Learn Ruby The Hard Way: A Book Review

A book review of Learn Ruby the Hard Way - Third Edition.
Review by: RubyLearning’s mentor Victor Goff.
Book author: Zed A. Shaw.
Publisher: Addison-Wesley

TL;DR: Great idea, generally a good book. Many minor problems or things taught that may be misrepresented.

I got this book a while ago, and of course it is available online as well. And though it seems like it might be an easy book to review, it is, what I would call, a “Pattern Book”. Due to this, it is actually a bit more difficult to review.

This book is patterned from his prior “Learn The Hard Way” books, and follows along with the theme, which is helpful. I will be reading more of his books, as once you now the format of one, you can know what to expect from the others.

As an instructional book, it is teaching you the “hard way”, because you really need to follow along, it builds up from the basics and gets you to a good place to continue to learn from. And it covers a lot.

It also has a lot of areas to review because of this, a lot of little technical things. I went through every exercise, and am now going through every exercise with someone new to programming. I believe that the pace is good for a new programmer.

I get an impression that the author wrote this while being immersed in another language. There are hints of it throughout. One problem area, which is not going to be a show stopper, but a problem area nonetheless, is his explanation about the triple equals in Ruby. There is no such thing, but he uses it from the time he introduces it and through the book. It is little things like this that can confuse a new programmer in the language, if they even spot it. If they spot it, they start to wonder what else is not right. It can be a pretty large distraction.

There are other areas that are difficult though, where he references things that are not used, but addresses them in the “Questions” section.

There are things that are initially overlooked. For example, using string interpolation early on (Exercise 2) but not explaining what it does. Why does the math happen in "3 + 2 #{3 + 2}" inside the brackets? Sometimes we do ignore things when instructing but I felt it was fitting to explain at least briefly what is happening. I think that is a little too magical to let it be seen, yet let it not be addressed there. That is, for a new programmer. An experienced one will likely be familiar enough to know.

There are places were we are told that an error will happen if we do something, yet doing so does not raise an error. This can be very time consuming for someone new to the language.

Using gets.chomp.to_i which I see occasionally in the wild, but it is never needed together. (An integer simply will never have a newline, and so you don’t need to remove it before you convert a string with a newline.) As an instructional tool, and the third revision, little things like these should be taken care of.

There were also various areas where there seems to have been printing problems. Where there should have been a backslash or two, but there were none. This happens when you programmatically format material, but with code, it is important to leave some things alone. Pretty sure those errors happen in printing, not in the proofreading process while the material is written. This can be seen in some places where there should have been backslashes that should be in the literal display, indicated by “What you should see” sections but were removed in print.

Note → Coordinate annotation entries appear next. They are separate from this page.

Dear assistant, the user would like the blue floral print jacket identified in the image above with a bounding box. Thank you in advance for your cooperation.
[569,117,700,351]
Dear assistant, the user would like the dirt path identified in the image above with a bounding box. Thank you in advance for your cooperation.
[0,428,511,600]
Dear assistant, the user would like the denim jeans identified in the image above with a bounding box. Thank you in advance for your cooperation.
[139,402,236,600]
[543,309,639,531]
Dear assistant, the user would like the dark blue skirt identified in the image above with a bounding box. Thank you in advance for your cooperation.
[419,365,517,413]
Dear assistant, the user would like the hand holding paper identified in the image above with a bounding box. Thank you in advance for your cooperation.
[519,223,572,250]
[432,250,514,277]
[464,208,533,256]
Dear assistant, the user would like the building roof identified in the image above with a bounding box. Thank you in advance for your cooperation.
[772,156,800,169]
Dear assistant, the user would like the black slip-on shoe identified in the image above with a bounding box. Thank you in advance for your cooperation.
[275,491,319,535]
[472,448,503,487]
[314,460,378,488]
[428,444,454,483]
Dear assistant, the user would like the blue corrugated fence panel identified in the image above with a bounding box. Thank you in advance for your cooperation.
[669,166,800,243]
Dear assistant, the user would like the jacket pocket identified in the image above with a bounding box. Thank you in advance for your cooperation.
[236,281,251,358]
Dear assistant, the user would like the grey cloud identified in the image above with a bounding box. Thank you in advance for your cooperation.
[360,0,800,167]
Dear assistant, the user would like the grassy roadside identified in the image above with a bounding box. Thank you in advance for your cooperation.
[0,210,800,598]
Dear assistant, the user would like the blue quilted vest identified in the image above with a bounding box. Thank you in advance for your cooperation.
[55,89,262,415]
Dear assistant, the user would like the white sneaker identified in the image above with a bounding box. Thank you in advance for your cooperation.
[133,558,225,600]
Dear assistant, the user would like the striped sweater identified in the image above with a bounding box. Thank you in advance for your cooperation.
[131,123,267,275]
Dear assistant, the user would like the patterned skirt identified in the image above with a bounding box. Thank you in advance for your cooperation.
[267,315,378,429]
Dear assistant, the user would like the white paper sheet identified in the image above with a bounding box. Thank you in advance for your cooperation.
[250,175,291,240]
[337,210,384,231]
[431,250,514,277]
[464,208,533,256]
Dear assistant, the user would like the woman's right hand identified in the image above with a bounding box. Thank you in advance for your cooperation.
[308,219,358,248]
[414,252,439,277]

The good news is that some of these problems can likely be taken care of in a pull request. The distractions are minor if you are teaching, or leading a group, but reading this alone could be frustrating as you are trying to dig into what is going on. Especially since Zed Shaw states in places, to paraphrase, “Don’t worry about it right now, just do as I say.” Once that statement is made, an explicit level of trust being demanded, I believe this lowers the tolerance of omissions and errors dramatically.

I would recommend the book for those that are leading a ‘workshop’ or putting together some Ruby classes, that can provide the answers when strange things are presented. But for those new to Ruby, I can definitely expect some confusion. It would be recommended that someone that is familiar with Ruby be available to answer questions.

I was surprised to see some of these problems in a “Third Edition” copy.


Too many little problems, some outright technical errors, and some not so helpful printing problems. Somehow it seems to be missing a layer of technical review, and final proofing.

I believe it is still a good tool for supervised instruction.

I can not recommend this book for a new programmer with no quick feedback loop, someone to ask. I would not give this book to one of my kids and leave them to it. It should work for a programmer just getting into Ruby, but familiar with other languages.